In response to a continuing surge in asylum seekers crossing the US southern border legally and illegally since 2020 (see here and here), US House Republicans insisted that the Senate's fall 2023 overseas military aid bill include measures for stricter US border control. However, the border-related provisions of the package later passed by the Senate were then rejected by the House speaker as inadequate, and the House thus never voted on that bill. Attempts of the Senate and House, in early 2024, to then pass a separate border security bill failed due to disagreements between the two chambers, the two parties, and differing factions of Republicans, and to the pressures of the ensuing 2024 election cycle. On April 2024, facing the pressure of otherwise being "discharged" from handling the military aid bills, or replaced entirely, the House Speaker (Johnson) organized votes on separate foreign military assistance packages for Ukraine, Israel, and the Pacific area, which all passed quickly with large majorities. In a fourth decision that day, however, the House (apparently) voted not to vote on a "slimmed down" border security bill (Washington Examiner, and Wall St Journal reports).

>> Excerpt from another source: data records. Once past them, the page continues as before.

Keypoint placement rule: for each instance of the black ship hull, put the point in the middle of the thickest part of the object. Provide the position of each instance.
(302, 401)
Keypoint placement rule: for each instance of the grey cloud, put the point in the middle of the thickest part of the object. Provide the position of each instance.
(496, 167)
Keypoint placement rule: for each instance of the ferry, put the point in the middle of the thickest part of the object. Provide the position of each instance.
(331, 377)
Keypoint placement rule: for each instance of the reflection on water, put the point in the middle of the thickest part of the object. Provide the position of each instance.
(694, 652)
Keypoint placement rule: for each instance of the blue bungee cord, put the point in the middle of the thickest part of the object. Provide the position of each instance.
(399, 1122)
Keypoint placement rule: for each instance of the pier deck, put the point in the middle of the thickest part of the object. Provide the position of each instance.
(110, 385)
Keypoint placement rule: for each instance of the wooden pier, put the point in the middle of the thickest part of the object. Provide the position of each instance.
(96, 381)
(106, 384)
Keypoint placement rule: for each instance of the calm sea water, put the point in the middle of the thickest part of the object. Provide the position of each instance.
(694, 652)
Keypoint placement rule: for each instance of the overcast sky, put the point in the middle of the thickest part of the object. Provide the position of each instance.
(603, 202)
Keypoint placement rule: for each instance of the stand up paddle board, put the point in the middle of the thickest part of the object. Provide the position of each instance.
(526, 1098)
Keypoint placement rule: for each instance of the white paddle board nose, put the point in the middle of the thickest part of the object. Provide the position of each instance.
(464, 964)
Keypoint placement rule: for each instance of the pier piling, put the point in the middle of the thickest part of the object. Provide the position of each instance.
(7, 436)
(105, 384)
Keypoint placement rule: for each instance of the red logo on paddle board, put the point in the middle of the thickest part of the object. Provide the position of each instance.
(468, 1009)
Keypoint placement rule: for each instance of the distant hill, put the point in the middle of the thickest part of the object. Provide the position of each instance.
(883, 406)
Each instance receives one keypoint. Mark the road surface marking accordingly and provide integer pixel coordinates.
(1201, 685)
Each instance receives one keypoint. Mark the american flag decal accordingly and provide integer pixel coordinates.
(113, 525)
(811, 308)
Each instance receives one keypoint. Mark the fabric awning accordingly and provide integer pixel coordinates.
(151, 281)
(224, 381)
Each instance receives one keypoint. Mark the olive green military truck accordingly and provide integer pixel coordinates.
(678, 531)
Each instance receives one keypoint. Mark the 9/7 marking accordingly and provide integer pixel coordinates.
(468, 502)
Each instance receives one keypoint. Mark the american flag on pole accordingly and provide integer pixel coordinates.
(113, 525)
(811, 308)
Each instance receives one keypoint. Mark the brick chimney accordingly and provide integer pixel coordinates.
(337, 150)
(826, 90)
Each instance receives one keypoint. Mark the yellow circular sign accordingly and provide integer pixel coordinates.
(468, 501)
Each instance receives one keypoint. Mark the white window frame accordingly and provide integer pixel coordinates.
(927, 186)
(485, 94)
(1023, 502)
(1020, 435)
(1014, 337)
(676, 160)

US-Mexico migration deal (Guardian, 7 May, 2023)

Mexico president Obrador agreed with US president Biden that Mexico will take up to 30,000 migrants from Venezuela, Haiti, Cuba and Nicaragua turned back at the US-Mexico border.

The "Title 42" policy of the US, whereby migrants were summarily turned back, expires this month.


US and Canada close Perry Mills / Roxham Road border loophole

(Vermont Public Radio, 27 March 2023). Asyulm seekers (notably Haitians, Afghans), now including those at unofficial crossings, must apply in 1st country entered; undocumented border-crossers to be turned back .


Talking tough and passing the buck

Economist, 27 August, 2022
"Talking tough on immigration is good politics in Texas. But in New York, it is equally facile to talk tough about those who talk tough about immigration, while basking in one's own compassion for those trying to enter Texas. With some 11m jobs unfilled in America this is a good moment for a long-deferred compromise on immigration..But that outcome would antagnoise extremists on both sides, and solve a problem that national politicians would rather campaign on." (Cartoon by KAL).



Texas and Arizona busing southern border migrants to Washington DC (Forbes, July, 2022) Texas pays over $1400 per migrant bused to Washington (KXAS-TV).